From: Christian Grothoff
Subject: Re: [GNUnet-developers] packet size and noise
Date: Sat, 15 Jun 2002 20:32:38 -0500

On Saturday 15 June 2002 08:15 pm, you wrote:
> "NOISE must be used to make packets look uniform in size, all packets are
> padded to be 1472 octets long"
> I assume the reason for adding noise is to make it harder to determine
> what type of gnunet packet it is.

Yes. But note that any packet can have *multiple* types.

> Is there anything special about 1472, if this size is fairly unique to
> gnunet packets it would be an easy way to detect gnunet on a network.

1472 + UDP header = 1500 octests = Ethernet-frame size = optimal transfer 
size (and thus also always used by TCP!). But note that the 'existance' of 
GNUnet traffic is trivial to detect (port 2086) at the moment; while we have 
plans to tunnel GNUnet-traffic in http and other protocols (and eventually 
hide steganographically), this is far down the road.

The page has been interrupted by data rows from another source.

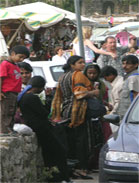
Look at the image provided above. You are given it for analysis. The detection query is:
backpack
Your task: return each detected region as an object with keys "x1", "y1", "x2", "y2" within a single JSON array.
[{"x1": 86, "y1": 97, "x2": 106, "y2": 119}]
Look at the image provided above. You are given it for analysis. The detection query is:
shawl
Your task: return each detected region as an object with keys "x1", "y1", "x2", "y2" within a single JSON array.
[{"x1": 51, "y1": 71, "x2": 93, "y2": 127}]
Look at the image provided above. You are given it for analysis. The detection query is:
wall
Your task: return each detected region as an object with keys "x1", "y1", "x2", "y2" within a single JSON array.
[{"x1": 0, "y1": 133, "x2": 44, "y2": 183}]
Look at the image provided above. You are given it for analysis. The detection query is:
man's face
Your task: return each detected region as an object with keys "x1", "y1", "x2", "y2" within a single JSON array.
[
  {"x1": 20, "y1": 68, "x2": 32, "y2": 85},
  {"x1": 129, "y1": 38, "x2": 137, "y2": 47},
  {"x1": 122, "y1": 61, "x2": 138, "y2": 73},
  {"x1": 106, "y1": 38, "x2": 116, "y2": 51}
]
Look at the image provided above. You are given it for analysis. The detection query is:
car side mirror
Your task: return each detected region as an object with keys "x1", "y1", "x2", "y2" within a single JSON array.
[{"x1": 103, "y1": 114, "x2": 120, "y2": 126}]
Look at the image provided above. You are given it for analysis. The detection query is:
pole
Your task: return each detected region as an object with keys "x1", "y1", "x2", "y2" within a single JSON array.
[
  {"x1": 74, "y1": 0, "x2": 85, "y2": 58},
  {"x1": 7, "y1": 21, "x2": 24, "y2": 47}
]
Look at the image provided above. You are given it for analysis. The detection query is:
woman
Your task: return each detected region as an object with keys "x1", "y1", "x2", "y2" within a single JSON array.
[
  {"x1": 51, "y1": 55, "x2": 99, "y2": 179},
  {"x1": 52, "y1": 46, "x2": 67, "y2": 63},
  {"x1": 17, "y1": 76, "x2": 70, "y2": 182},
  {"x1": 84, "y1": 64, "x2": 112, "y2": 170},
  {"x1": 72, "y1": 26, "x2": 116, "y2": 64}
]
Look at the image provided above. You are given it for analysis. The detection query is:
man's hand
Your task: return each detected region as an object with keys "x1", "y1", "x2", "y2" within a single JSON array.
[{"x1": 110, "y1": 52, "x2": 117, "y2": 59}]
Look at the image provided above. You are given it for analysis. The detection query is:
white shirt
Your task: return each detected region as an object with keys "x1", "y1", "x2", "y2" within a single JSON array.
[
  {"x1": 110, "y1": 75, "x2": 124, "y2": 114},
  {"x1": 52, "y1": 55, "x2": 67, "y2": 63},
  {"x1": 73, "y1": 42, "x2": 95, "y2": 62}
]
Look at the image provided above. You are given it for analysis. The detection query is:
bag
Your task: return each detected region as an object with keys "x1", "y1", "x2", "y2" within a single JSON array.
[
  {"x1": 13, "y1": 123, "x2": 33, "y2": 135},
  {"x1": 86, "y1": 97, "x2": 106, "y2": 119}
]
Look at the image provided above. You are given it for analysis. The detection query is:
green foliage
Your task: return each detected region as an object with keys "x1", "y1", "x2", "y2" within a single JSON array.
[
  {"x1": 60, "y1": 0, "x2": 75, "y2": 12},
  {"x1": 120, "y1": 0, "x2": 138, "y2": 5},
  {"x1": 0, "y1": 0, "x2": 75, "y2": 12}
]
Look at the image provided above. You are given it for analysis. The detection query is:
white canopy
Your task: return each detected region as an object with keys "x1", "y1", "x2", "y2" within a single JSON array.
[
  {"x1": 0, "y1": 2, "x2": 96, "y2": 31},
  {"x1": 104, "y1": 22, "x2": 139, "y2": 35}
]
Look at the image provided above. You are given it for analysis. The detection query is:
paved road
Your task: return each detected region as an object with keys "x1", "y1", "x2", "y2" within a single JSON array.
[{"x1": 72, "y1": 172, "x2": 99, "y2": 183}]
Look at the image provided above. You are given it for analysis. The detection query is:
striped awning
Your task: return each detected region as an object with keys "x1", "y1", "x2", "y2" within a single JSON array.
[{"x1": 0, "y1": 3, "x2": 65, "y2": 31}]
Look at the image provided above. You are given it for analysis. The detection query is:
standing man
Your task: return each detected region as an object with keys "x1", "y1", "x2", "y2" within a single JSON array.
[
  {"x1": 97, "y1": 36, "x2": 130, "y2": 76},
  {"x1": 118, "y1": 55, "x2": 139, "y2": 119}
]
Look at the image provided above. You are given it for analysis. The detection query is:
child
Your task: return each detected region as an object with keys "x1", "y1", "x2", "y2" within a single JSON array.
[{"x1": 0, "y1": 45, "x2": 30, "y2": 135}]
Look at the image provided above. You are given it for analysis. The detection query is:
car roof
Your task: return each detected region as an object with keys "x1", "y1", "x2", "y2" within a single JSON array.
[{"x1": 30, "y1": 61, "x2": 65, "y2": 67}]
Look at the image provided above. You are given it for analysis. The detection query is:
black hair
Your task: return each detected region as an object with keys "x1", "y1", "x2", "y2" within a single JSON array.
[
  {"x1": 84, "y1": 64, "x2": 101, "y2": 77},
  {"x1": 122, "y1": 55, "x2": 139, "y2": 65},
  {"x1": 10, "y1": 45, "x2": 30, "y2": 58},
  {"x1": 28, "y1": 76, "x2": 46, "y2": 88},
  {"x1": 100, "y1": 66, "x2": 118, "y2": 77},
  {"x1": 63, "y1": 55, "x2": 83, "y2": 73},
  {"x1": 18, "y1": 62, "x2": 33, "y2": 72}
]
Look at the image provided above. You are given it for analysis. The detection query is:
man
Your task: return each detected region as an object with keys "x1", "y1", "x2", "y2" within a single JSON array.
[
  {"x1": 97, "y1": 36, "x2": 130, "y2": 76},
  {"x1": 118, "y1": 55, "x2": 139, "y2": 119}
]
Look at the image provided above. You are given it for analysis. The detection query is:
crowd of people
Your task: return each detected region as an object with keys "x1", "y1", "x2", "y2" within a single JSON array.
[{"x1": 0, "y1": 25, "x2": 139, "y2": 183}]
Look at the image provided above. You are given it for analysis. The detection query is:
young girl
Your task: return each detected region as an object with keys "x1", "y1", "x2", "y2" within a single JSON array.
[
  {"x1": 84, "y1": 64, "x2": 112, "y2": 170},
  {"x1": 72, "y1": 26, "x2": 116, "y2": 65}
]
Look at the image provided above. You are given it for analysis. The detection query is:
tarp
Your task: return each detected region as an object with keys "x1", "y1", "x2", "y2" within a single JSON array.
[{"x1": 0, "y1": 2, "x2": 96, "y2": 31}]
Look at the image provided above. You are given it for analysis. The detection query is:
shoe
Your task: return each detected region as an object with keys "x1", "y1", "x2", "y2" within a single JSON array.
[
  {"x1": 80, "y1": 174, "x2": 93, "y2": 180},
  {"x1": 73, "y1": 169, "x2": 93, "y2": 180},
  {"x1": 70, "y1": 171, "x2": 81, "y2": 179}
]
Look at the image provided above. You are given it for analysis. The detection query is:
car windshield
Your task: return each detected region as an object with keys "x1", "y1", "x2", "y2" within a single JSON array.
[
  {"x1": 126, "y1": 98, "x2": 139, "y2": 124},
  {"x1": 50, "y1": 65, "x2": 64, "y2": 81}
]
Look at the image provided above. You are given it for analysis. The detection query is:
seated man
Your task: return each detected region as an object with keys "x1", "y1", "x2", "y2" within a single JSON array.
[{"x1": 18, "y1": 76, "x2": 70, "y2": 182}]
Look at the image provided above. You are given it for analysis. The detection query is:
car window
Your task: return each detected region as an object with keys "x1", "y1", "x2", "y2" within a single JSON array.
[
  {"x1": 50, "y1": 65, "x2": 64, "y2": 81},
  {"x1": 32, "y1": 67, "x2": 47, "y2": 82},
  {"x1": 126, "y1": 98, "x2": 139, "y2": 123}
]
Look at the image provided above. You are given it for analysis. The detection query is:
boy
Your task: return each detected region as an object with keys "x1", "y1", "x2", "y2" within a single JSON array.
[{"x1": 0, "y1": 45, "x2": 30, "y2": 135}]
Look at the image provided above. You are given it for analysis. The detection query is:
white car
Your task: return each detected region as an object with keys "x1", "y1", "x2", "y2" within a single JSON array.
[{"x1": 29, "y1": 61, "x2": 65, "y2": 88}]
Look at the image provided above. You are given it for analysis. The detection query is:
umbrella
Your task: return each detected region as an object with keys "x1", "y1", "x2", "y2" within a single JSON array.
[
  {"x1": 4, "y1": 2, "x2": 96, "y2": 31},
  {"x1": 1, "y1": 3, "x2": 65, "y2": 31},
  {"x1": 0, "y1": 8, "x2": 20, "y2": 20},
  {"x1": 104, "y1": 22, "x2": 139, "y2": 35}
]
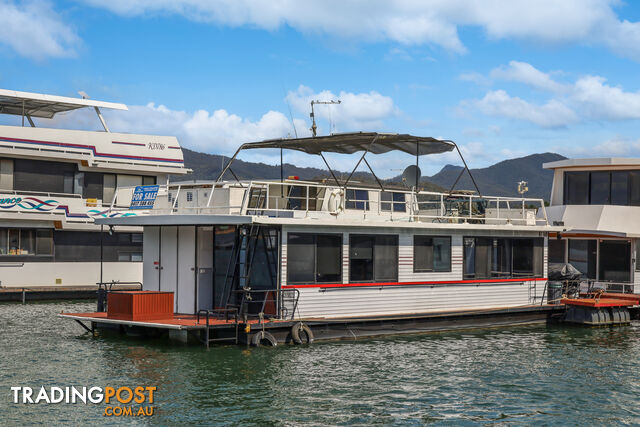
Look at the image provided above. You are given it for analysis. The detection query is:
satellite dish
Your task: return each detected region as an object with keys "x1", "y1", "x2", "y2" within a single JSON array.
[{"x1": 402, "y1": 165, "x2": 421, "y2": 188}]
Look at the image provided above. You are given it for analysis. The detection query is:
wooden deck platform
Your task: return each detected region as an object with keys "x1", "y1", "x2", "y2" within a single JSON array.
[
  {"x1": 561, "y1": 298, "x2": 638, "y2": 308},
  {"x1": 59, "y1": 311, "x2": 264, "y2": 330}
]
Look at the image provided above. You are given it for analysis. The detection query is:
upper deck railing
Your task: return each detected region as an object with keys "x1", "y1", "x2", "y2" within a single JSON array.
[{"x1": 109, "y1": 180, "x2": 550, "y2": 226}]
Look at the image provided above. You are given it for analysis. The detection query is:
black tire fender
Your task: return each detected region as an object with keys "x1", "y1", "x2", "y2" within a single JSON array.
[
  {"x1": 290, "y1": 322, "x2": 314, "y2": 345},
  {"x1": 251, "y1": 330, "x2": 278, "y2": 347}
]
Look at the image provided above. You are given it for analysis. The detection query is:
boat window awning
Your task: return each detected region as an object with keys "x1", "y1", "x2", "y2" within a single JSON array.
[
  {"x1": 240, "y1": 132, "x2": 455, "y2": 156},
  {"x1": 0, "y1": 88, "x2": 128, "y2": 119}
]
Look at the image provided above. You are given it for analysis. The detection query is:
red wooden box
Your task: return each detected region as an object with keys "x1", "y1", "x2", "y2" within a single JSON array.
[{"x1": 107, "y1": 291, "x2": 174, "y2": 321}]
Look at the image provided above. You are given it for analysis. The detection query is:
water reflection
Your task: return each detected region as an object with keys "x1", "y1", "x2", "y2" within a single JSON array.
[{"x1": 2, "y1": 302, "x2": 640, "y2": 425}]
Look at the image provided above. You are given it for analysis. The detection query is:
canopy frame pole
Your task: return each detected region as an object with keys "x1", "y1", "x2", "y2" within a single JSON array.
[
  {"x1": 26, "y1": 115, "x2": 35, "y2": 127},
  {"x1": 94, "y1": 106, "x2": 110, "y2": 132},
  {"x1": 319, "y1": 153, "x2": 341, "y2": 186},
  {"x1": 444, "y1": 140, "x2": 482, "y2": 197},
  {"x1": 216, "y1": 145, "x2": 244, "y2": 183},
  {"x1": 446, "y1": 168, "x2": 466, "y2": 197},
  {"x1": 363, "y1": 157, "x2": 385, "y2": 191},
  {"x1": 343, "y1": 135, "x2": 379, "y2": 189}
]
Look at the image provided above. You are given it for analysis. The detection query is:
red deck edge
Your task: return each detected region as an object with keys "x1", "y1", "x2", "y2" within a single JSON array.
[
  {"x1": 283, "y1": 277, "x2": 548, "y2": 289},
  {"x1": 561, "y1": 298, "x2": 637, "y2": 308}
]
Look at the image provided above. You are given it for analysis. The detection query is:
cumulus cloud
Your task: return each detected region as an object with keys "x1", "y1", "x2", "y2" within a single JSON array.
[
  {"x1": 461, "y1": 61, "x2": 640, "y2": 127},
  {"x1": 36, "y1": 86, "x2": 398, "y2": 159},
  {"x1": 489, "y1": 61, "x2": 567, "y2": 93},
  {"x1": 0, "y1": 0, "x2": 79, "y2": 60},
  {"x1": 80, "y1": 0, "x2": 640, "y2": 60},
  {"x1": 285, "y1": 85, "x2": 398, "y2": 132},
  {"x1": 462, "y1": 90, "x2": 578, "y2": 128}
]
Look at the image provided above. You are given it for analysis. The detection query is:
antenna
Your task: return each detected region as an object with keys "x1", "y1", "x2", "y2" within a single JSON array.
[{"x1": 310, "y1": 99, "x2": 341, "y2": 137}]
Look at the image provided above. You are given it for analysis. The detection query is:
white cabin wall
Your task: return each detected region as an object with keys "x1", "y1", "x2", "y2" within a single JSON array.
[
  {"x1": 0, "y1": 262, "x2": 141, "y2": 287},
  {"x1": 281, "y1": 225, "x2": 547, "y2": 318}
]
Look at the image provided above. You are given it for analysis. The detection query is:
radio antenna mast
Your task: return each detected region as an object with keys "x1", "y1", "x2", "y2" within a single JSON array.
[{"x1": 310, "y1": 99, "x2": 341, "y2": 137}]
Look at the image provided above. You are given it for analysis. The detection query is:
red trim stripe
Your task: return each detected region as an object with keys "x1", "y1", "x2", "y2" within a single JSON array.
[
  {"x1": 112, "y1": 140, "x2": 146, "y2": 147},
  {"x1": 283, "y1": 277, "x2": 547, "y2": 289}
]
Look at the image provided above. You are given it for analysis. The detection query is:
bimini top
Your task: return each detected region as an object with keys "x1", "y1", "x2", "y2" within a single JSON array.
[
  {"x1": 241, "y1": 132, "x2": 456, "y2": 156},
  {"x1": 0, "y1": 88, "x2": 128, "y2": 119}
]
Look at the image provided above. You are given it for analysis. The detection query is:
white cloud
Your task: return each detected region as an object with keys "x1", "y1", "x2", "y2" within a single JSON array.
[
  {"x1": 572, "y1": 75, "x2": 640, "y2": 121},
  {"x1": 81, "y1": 0, "x2": 640, "y2": 60},
  {"x1": 104, "y1": 103, "x2": 296, "y2": 154},
  {"x1": 490, "y1": 61, "x2": 567, "y2": 93},
  {"x1": 556, "y1": 137, "x2": 640, "y2": 158},
  {"x1": 285, "y1": 85, "x2": 398, "y2": 132},
  {"x1": 462, "y1": 61, "x2": 640, "y2": 127},
  {"x1": 463, "y1": 90, "x2": 578, "y2": 128},
  {"x1": 0, "y1": 0, "x2": 79, "y2": 60}
]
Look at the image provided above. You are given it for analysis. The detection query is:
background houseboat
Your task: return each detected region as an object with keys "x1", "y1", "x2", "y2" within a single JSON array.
[
  {"x1": 544, "y1": 158, "x2": 640, "y2": 294},
  {"x1": 62, "y1": 133, "x2": 562, "y2": 345},
  {"x1": 0, "y1": 89, "x2": 189, "y2": 291}
]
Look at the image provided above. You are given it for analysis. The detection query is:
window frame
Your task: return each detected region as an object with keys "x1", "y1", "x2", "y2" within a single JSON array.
[
  {"x1": 287, "y1": 232, "x2": 343, "y2": 284},
  {"x1": 349, "y1": 234, "x2": 399, "y2": 283},
  {"x1": 413, "y1": 235, "x2": 452, "y2": 273}
]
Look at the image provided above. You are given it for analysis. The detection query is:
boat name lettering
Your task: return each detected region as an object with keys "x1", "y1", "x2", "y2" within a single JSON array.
[
  {"x1": 147, "y1": 142, "x2": 165, "y2": 150},
  {"x1": 0, "y1": 197, "x2": 21, "y2": 205}
]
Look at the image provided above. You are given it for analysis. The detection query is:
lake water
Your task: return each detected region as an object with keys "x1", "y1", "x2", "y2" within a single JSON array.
[{"x1": 1, "y1": 300, "x2": 640, "y2": 425}]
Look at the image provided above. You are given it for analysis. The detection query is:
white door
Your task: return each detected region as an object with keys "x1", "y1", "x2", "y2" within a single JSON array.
[
  {"x1": 143, "y1": 226, "x2": 160, "y2": 291},
  {"x1": 160, "y1": 226, "x2": 178, "y2": 301},
  {"x1": 177, "y1": 226, "x2": 196, "y2": 313}
]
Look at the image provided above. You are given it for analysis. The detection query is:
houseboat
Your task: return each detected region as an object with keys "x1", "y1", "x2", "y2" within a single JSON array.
[
  {"x1": 543, "y1": 158, "x2": 640, "y2": 294},
  {"x1": 0, "y1": 89, "x2": 189, "y2": 292},
  {"x1": 61, "y1": 132, "x2": 564, "y2": 345}
]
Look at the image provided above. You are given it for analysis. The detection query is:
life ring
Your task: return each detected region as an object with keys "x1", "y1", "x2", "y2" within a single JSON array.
[
  {"x1": 290, "y1": 322, "x2": 314, "y2": 345},
  {"x1": 251, "y1": 330, "x2": 278, "y2": 347},
  {"x1": 327, "y1": 189, "x2": 343, "y2": 215}
]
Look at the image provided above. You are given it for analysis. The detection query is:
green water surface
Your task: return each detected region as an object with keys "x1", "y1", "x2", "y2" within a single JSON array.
[{"x1": 1, "y1": 301, "x2": 639, "y2": 425}]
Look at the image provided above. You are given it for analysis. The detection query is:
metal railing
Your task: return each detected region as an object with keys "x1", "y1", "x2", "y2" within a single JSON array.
[
  {"x1": 105, "y1": 180, "x2": 550, "y2": 226},
  {"x1": 233, "y1": 288, "x2": 300, "y2": 320},
  {"x1": 96, "y1": 281, "x2": 143, "y2": 312}
]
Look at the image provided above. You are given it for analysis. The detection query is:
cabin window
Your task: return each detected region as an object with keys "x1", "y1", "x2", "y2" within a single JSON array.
[
  {"x1": 636, "y1": 240, "x2": 640, "y2": 272},
  {"x1": 413, "y1": 236, "x2": 451, "y2": 272},
  {"x1": 568, "y1": 239, "x2": 597, "y2": 279},
  {"x1": 548, "y1": 239, "x2": 566, "y2": 264},
  {"x1": 590, "y1": 172, "x2": 610, "y2": 204},
  {"x1": 186, "y1": 192, "x2": 193, "y2": 202},
  {"x1": 564, "y1": 172, "x2": 589, "y2": 205},
  {"x1": 564, "y1": 170, "x2": 640, "y2": 206},
  {"x1": 611, "y1": 172, "x2": 628, "y2": 205},
  {"x1": 349, "y1": 234, "x2": 398, "y2": 282},
  {"x1": 346, "y1": 189, "x2": 369, "y2": 210},
  {"x1": 463, "y1": 237, "x2": 543, "y2": 279},
  {"x1": 599, "y1": 240, "x2": 630, "y2": 282},
  {"x1": 53, "y1": 231, "x2": 143, "y2": 262},
  {"x1": 381, "y1": 192, "x2": 406, "y2": 212},
  {"x1": 287, "y1": 233, "x2": 342, "y2": 283},
  {"x1": 0, "y1": 228, "x2": 52, "y2": 257},
  {"x1": 13, "y1": 159, "x2": 77, "y2": 194}
]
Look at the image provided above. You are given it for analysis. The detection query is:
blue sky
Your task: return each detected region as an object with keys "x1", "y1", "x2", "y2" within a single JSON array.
[{"x1": 2, "y1": 1, "x2": 640, "y2": 177}]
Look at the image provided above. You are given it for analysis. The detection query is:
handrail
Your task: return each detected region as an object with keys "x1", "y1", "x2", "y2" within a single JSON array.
[
  {"x1": 233, "y1": 288, "x2": 300, "y2": 320},
  {"x1": 105, "y1": 180, "x2": 550, "y2": 226},
  {"x1": 96, "y1": 281, "x2": 143, "y2": 312}
]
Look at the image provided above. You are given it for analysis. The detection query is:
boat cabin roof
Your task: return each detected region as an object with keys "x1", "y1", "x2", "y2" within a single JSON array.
[
  {"x1": 242, "y1": 132, "x2": 455, "y2": 156},
  {"x1": 0, "y1": 88, "x2": 128, "y2": 119}
]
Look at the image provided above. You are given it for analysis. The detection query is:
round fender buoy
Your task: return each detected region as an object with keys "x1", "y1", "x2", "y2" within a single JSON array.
[
  {"x1": 291, "y1": 322, "x2": 314, "y2": 345},
  {"x1": 251, "y1": 330, "x2": 278, "y2": 347}
]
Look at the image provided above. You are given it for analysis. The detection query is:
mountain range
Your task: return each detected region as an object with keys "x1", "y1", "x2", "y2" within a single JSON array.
[{"x1": 179, "y1": 148, "x2": 566, "y2": 201}]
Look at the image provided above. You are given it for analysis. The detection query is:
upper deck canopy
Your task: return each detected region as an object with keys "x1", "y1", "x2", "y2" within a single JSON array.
[
  {"x1": 0, "y1": 89, "x2": 128, "y2": 119},
  {"x1": 241, "y1": 132, "x2": 455, "y2": 156}
]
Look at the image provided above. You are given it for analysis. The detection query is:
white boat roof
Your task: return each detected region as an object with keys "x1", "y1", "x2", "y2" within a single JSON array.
[
  {"x1": 0, "y1": 89, "x2": 128, "y2": 119},
  {"x1": 544, "y1": 157, "x2": 640, "y2": 169}
]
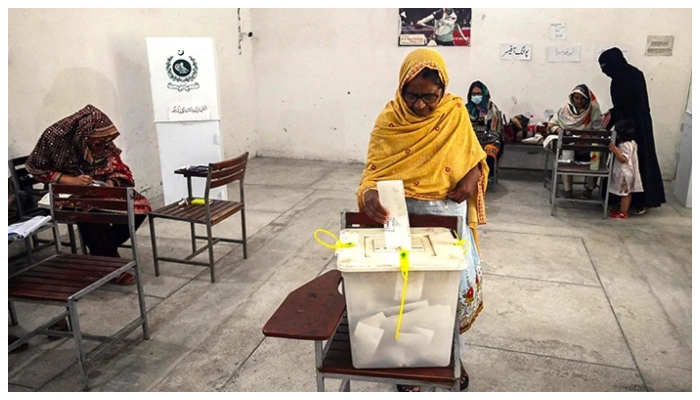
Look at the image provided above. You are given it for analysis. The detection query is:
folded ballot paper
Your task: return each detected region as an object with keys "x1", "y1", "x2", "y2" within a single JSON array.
[
  {"x1": 376, "y1": 180, "x2": 411, "y2": 251},
  {"x1": 8, "y1": 215, "x2": 53, "y2": 240},
  {"x1": 351, "y1": 300, "x2": 454, "y2": 368}
]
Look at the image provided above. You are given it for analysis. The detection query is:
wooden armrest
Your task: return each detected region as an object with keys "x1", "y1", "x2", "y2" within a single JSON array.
[{"x1": 262, "y1": 270, "x2": 346, "y2": 340}]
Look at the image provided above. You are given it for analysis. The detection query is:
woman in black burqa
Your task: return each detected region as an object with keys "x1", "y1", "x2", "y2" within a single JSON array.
[{"x1": 598, "y1": 47, "x2": 665, "y2": 214}]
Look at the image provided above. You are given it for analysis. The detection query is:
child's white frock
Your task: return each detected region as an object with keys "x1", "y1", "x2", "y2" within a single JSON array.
[{"x1": 609, "y1": 140, "x2": 644, "y2": 196}]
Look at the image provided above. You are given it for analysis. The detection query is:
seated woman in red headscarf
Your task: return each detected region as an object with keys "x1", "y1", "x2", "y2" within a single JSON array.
[{"x1": 26, "y1": 104, "x2": 151, "y2": 286}]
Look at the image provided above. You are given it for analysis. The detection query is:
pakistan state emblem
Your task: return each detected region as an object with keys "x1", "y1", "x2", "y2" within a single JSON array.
[{"x1": 166, "y1": 50, "x2": 200, "y2": 92}]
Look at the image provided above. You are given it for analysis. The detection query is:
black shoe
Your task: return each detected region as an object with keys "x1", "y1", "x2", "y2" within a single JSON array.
[
  {"x1": 460, "y1": 368, "x2": 469, "y2": 391},
  {"x1": 397, "y1": 384, "x2": 421, "y2": 392},
  {"x1": 580, "y1": 188, "x2": 593, "y2": 200}
]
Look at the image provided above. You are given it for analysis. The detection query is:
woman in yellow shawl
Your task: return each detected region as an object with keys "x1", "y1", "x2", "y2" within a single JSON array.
[{"x1": 357, "y1": 48, "x2": 488, "y2": 392}]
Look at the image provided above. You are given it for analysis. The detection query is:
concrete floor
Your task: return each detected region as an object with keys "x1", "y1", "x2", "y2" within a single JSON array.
[{"x1": 7, "y1": 157, "x2": 692, "y2": 392}]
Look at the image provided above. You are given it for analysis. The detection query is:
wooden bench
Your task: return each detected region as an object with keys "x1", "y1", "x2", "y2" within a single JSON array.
[{"x1": 262, "y1": 212, "x2": 463, "y2": 392}]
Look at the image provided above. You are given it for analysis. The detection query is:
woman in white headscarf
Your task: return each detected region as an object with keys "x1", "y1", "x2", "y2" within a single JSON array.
[{"x1": 547, "y1": 84, "x2": 603, "y2": 199}]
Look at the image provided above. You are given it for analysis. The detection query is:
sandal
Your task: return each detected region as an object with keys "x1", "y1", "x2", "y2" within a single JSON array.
[
  {"x1": 563, "y1": 190, "x2": 573, "y2": 199},
  {"x1": 460, "y1": 367, "x2": 469, "y2": 391},
  {"x1": 112, "y1": 271, "x2": 136, "y2": 286},
  {"x1": 396, "y1": 384, "x2": 421, "y2": 392},
  {"x1": 630, "y1": 207, "x2": 649, "y2": 215},
  {"x1": 609, "y1": 210, "x2": 628, "y2": 219}
]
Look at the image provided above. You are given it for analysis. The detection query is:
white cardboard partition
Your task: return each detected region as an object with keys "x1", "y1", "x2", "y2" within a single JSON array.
[{"x1": 146, "y1": 37, "x2": 226, "y2": 204}]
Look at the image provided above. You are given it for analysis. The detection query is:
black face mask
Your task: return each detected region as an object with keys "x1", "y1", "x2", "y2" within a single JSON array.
[{"x1": 600, "y1": 63, "x2": 613, "y2": 77}]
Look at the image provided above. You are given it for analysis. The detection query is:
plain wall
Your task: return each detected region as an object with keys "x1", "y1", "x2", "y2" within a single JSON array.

The goal of the uniform 
size is to make it impossible to say 'this is content', or 'this can not be 
content' for anyone but the 2 nodes involved (read: traffic analysis gets 
very hard).

> Trafic could be further obfuscated by making the packets a fixed size + or
> - some predefined amount, e.g. a random amount of noise is added to make
> its size between 1422 and 1522 bytes (1472 +- 50)

You definitely do not want to go over 1472 octets since the packet will then 
be fragmented on most networks. Also, 'random' padding could still reveil 
some information (since the randomness has still statistical properties). 
Note that this is not as bad as it sounds since GNUnet can for example take a 
1048 octet 'content' message, add two or three 52 octet queries and send this 
in a 'combined' message. Thus 'random' is usually only needed if there is 
nothing else to send - which should also mean that the node is mostly idle.